Why GoRoutines are better than Threads?

yea!

In the concurrency war, goroutine has defeated thread with the use of channels and is less expensive.

Image edited on photopeak

Introduction

Ever wondered about the reason behind Golang’s growth in recent times? Well, besides being fast and simple to learn Golang has an inbuilt support for concurrency i.e. goroutines and channels.

One can question the need for concurrency in the presence of parallelism. Imagine that you are managing a website with just one core and you have a lot of processing to complete. Which method would you use? Concurrency is the answer, and not parallelism because parallelism’s full potential is unleashed with multicore systems. On a single core, many threads can be running, switching among themselves and emulating parallelism. Parallelism loses out to concurrency when resources are scarce.

Limitations of threads

  1. The absence of an easy inter-thread communication medium causes latency. Threads communicate via sharing of memory causing concurrent access to memory which leads to data race conditions and the result can be un-deterministic.

  2. Generally, a few thousands thread can be created. Hardware dependent.

  3. Threads manipulations are expensive operations. They require a switch to kernel return back, save and restore stack and so on.

How do goroutines overcome threads?

  1. Goroutines can easily communicate with each other using channels and that too without sharing of memory, so low latency.

  2. Goroutines are multiplexed to fewer OS threads. The stack size of go-routines starts from 2kb and can grow and shrink. On Linux, Os threads are of size 8 MB while Java’s JVM threads are 1MB (default value) stack per thread.
    So on 1GB of RAM system, JVM can have around ~1k threads while we can have ~0.5 million goroutines.

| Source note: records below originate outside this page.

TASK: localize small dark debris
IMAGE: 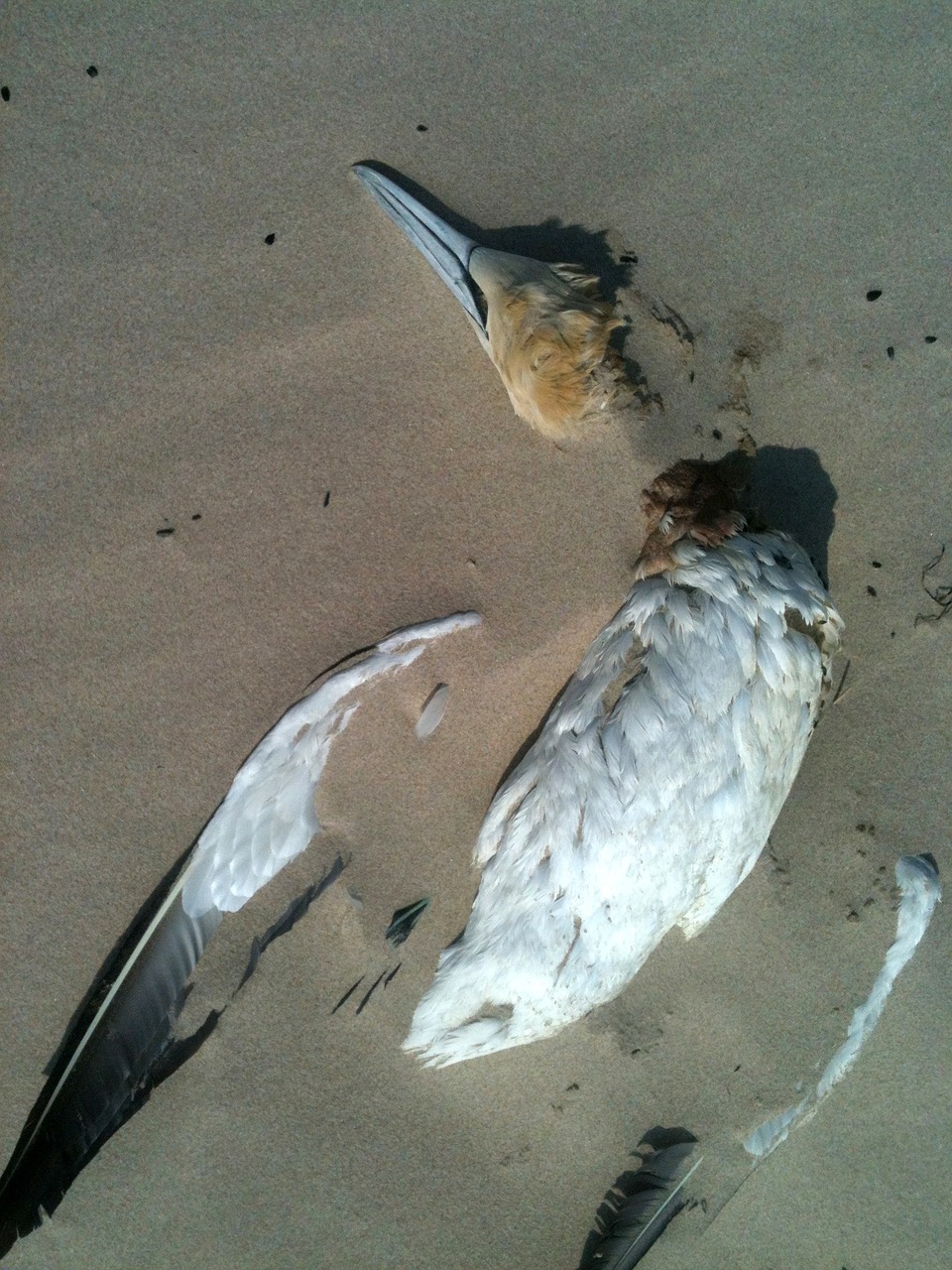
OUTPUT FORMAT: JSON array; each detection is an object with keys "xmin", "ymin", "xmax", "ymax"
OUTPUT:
[
  {"xmin": 354, "ymin": 970, "xmax": 387, "ymax": 1015},
  {"xmin": 384, "ymin": 895, "xmax": 430, "ymax": 949},
  {"xmin": 912, "ymin": 543, "xmax": 952, "ymax": 626}
]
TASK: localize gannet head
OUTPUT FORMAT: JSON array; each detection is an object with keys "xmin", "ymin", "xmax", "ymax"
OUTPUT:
[{"xmin": 354, "ymin": 164, "xmax": 629, "ymax": 441}]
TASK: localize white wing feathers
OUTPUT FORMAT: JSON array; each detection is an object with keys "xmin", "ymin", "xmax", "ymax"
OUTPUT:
[
  {"xmin": 405, "ymin": 534, "xmax": 842, "ymax": 1065},
  {"xmin": 181, "ymin": 613, "xmax": 480, "ymax": 917}
]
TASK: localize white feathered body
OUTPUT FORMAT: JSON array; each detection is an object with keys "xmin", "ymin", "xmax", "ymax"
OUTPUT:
[{"xmin": 405, "ymin": 534, "xmax": 842, "ymax": 1065}]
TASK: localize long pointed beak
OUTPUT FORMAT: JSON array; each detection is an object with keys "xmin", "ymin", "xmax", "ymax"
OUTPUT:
[{"xmin": 354, "ymin": 163, "xmax": 486, "ymax": 341}]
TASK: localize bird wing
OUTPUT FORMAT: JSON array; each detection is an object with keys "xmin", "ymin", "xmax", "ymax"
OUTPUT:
[{"xmin": 0, "ymin": 613, "xmax": 480, "ymax": 1256}]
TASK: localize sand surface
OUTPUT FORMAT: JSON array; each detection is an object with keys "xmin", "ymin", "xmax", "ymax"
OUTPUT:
[{"xmin": 0, "ymin": 0, "xmax": 952, "ymax": 1270}]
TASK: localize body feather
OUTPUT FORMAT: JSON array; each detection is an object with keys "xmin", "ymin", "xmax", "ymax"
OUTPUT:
[{"xmin": 405, "ymin": 467, "xmax": 842, "ymax": 1066}]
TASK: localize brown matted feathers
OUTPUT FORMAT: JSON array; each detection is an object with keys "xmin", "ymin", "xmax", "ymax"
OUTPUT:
[{"xmin": 635, "ymin": 456, "xmax": 745, "ymax": 577}]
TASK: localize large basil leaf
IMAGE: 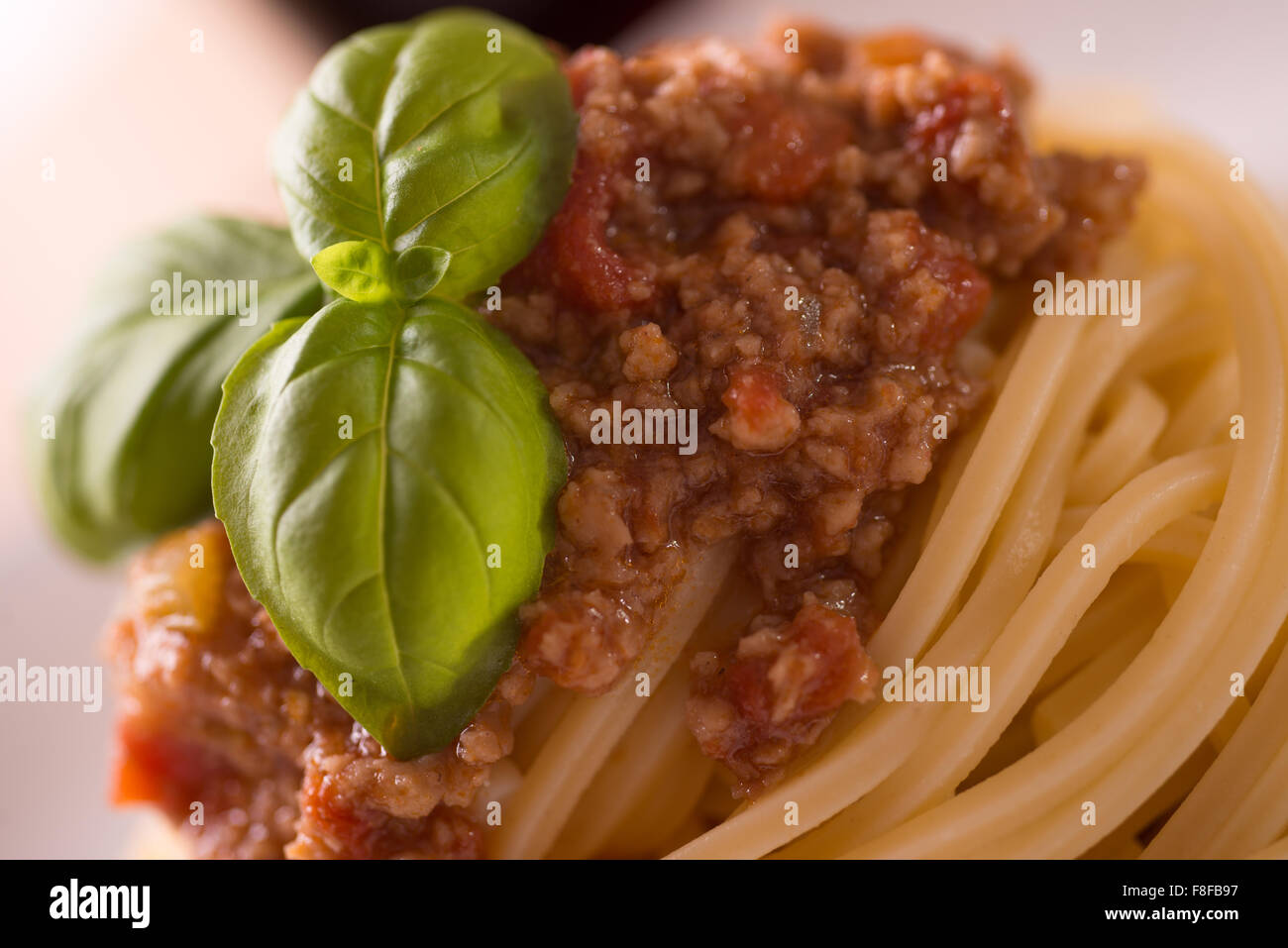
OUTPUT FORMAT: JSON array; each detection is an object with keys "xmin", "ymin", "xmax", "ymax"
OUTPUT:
[
  {"xmin": 273, "ymin": 10, "xmax": 577, "ymax": 299},
  {"xmin": 29, "ymin": 218, "xmax": 322, "ymax": 559},
  {"xmin": 214, "ymin": 297, "xmax": 566, "ymax": 758}
]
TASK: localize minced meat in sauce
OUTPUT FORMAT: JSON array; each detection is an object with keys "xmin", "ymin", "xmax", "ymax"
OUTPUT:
[{"xmin": 111, "ymin": 29, "xmax": 1143, "ymax": 857}]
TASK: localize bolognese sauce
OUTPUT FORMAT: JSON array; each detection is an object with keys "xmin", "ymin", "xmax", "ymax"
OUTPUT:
[{"xmin": 111, "ymin": 30, "xmax": 1143, "ymax": 857}]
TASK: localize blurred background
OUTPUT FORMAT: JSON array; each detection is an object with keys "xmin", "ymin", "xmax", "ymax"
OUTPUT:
[{"xmin": 0, "ymin": 0, "xmax": 1288, "ymax": 858}]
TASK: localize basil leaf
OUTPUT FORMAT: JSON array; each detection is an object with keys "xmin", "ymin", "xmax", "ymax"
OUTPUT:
[
  {"xmin": 310, "ymin": 241, "xmax": 394, "ymax": 303},
  {"xmin": 394, "ymin": 246, "xmax": 452, "ymax": 303},
  {"xmin": 29, "ymin": 218, "xmax": 322, "ymax": 559},
  {"xmin": 273, "ymin": 10, "xmax": 577, "ymax": 299},
  {"xmin": 213, "ymin": 297, "xmax": 567, "ymax": 758}
]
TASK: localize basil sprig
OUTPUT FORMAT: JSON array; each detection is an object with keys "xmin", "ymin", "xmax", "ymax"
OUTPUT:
[
  {"xmin": 213, "ymin": 10, "xmax": 577, "ymax": 758},
  {"xmin": 214, "ymin": 244, "xmax": 567, "ymax": 758},
  {"xmin": 33, "ymin": 10, "xmax": 577, "ymax": 758},
  {"xmin": 273, "ymin": 10, "xmax": 577, "ymax": 299},
  {"xmin": 27, "ymin": 218, "xmax": 322, "ymax": 559}
]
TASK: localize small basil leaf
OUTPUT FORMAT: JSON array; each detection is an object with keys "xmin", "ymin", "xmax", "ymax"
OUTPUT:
[
  {"xmin": 394, "ymin": 246, "xmax": 452, "ymax": 303},
  {"xmin": 213, "ymin": 297, "xmax": 566, "ymax": 758},
  {"xmin": 29, "ymin": 218, "xmax": 322, "ymax": 559},
  {"xmin": 310, "ymin": 241, "xmax": 394, "ymax": 303},
  {"xmin": 273, "ymin": 10, "xmax": 577, "ymax": 299}
]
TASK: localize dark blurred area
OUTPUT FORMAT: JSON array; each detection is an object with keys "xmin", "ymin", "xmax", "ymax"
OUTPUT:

  3. Goroutines have low CPU overheads with 3 instructions per function call. Context switching between go routines is cheaper than thread context switching.

Conclusion

Goroutines provide an edge for Golang over other languages. Due to its incredibly simple concurrency capability, Go Lang appears to be a language for the future. Language has already received a lot of attention, especially in the cloud computing community. Firms, such as Uber, BBC, Novartis, and Sound Cloud are using Golang.